Which Q-value do I select as the action from the output of my Deep Q-Network?

31 views Asked by At

I'm working on a project that involves using a Deep Q-Learning Agent to learn the appropriate way to select certain nodes of a 1000-node NetworkX Graph. My observation_space is a (1000, 3) array, with each row representing the node label, it's degree, and a variable/attribute (either 0, 1, or 2). The action_space has a (1000, 1) shape, with each element corresponding to taking an action on a specified node.

This is the code for my Deep Q Network:

def nnmodel(observation_space, action_space):

    model = tf.keras.models.Sequential()
    model.add(tf.keras.layers.Dense(128, input_shape = (None, observation_space.shape[0], observation_space.shape[1]), activation='relu'))
    model.add(tf.keras.layers.Dense(256, activation='relu'))
    model.add(tf.keras.layers.Dense(256, activation='relu'))
    model.add(tf.keras.layers.Dense(len(action_space), activation='linear'))

    model.compile(optimizer=Adam(), loss='mse', metrics = ['accuracy'])

    return model

which is, in theory and as I understand, supposed to give me the q-values from

q_values = model.predict(observation_space)

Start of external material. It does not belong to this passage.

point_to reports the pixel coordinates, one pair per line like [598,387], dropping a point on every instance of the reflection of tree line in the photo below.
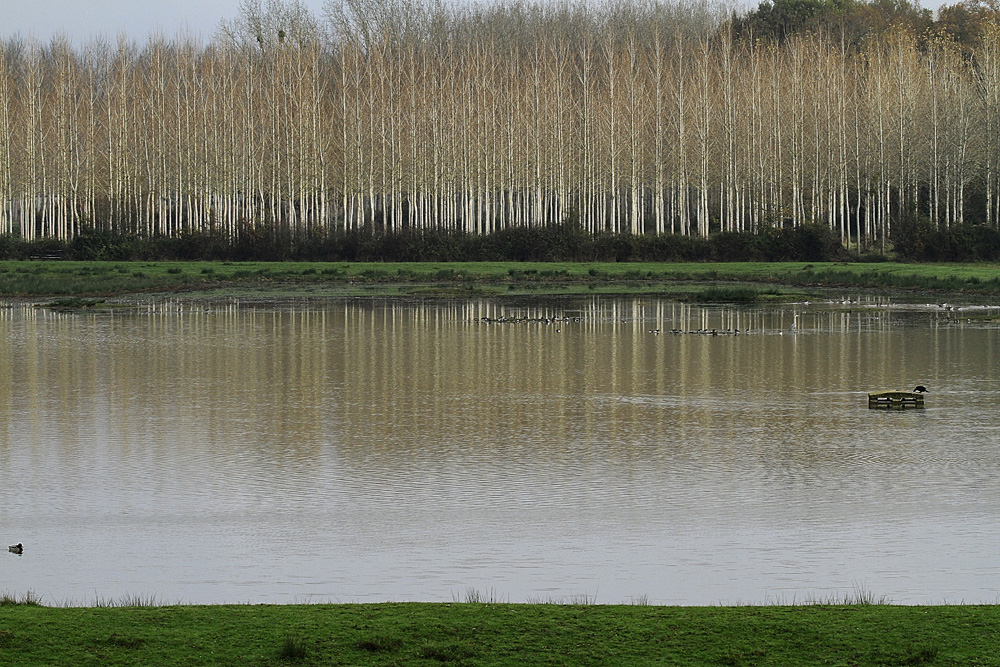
[647,118]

However, my q_values has the shape (1000, 1000) and I am unsure which "highest q-value" I should be considering that corresponds to the node that the agent should perform an action on. Is it the highest q-value entry, for which the row / column corresponds to the node the agent should be selecting? Or is it the largest row/column sum? Or is it something else entirely? Examples I've looked at online typically use np.argmax(q_values[0]), which I feel does not apply to my case.

Also, does my input_shape look correct for the problem I'm describing?

Any help is appreciated!

max_q = np.max(q_values)
position = np.where(q_values == max_q)
print(position)

This returns the index of the largest q-value. I'm unsure if this means I should be selecting the i-th/j-th node for the ith row or j-th column.

0

There are 0 answers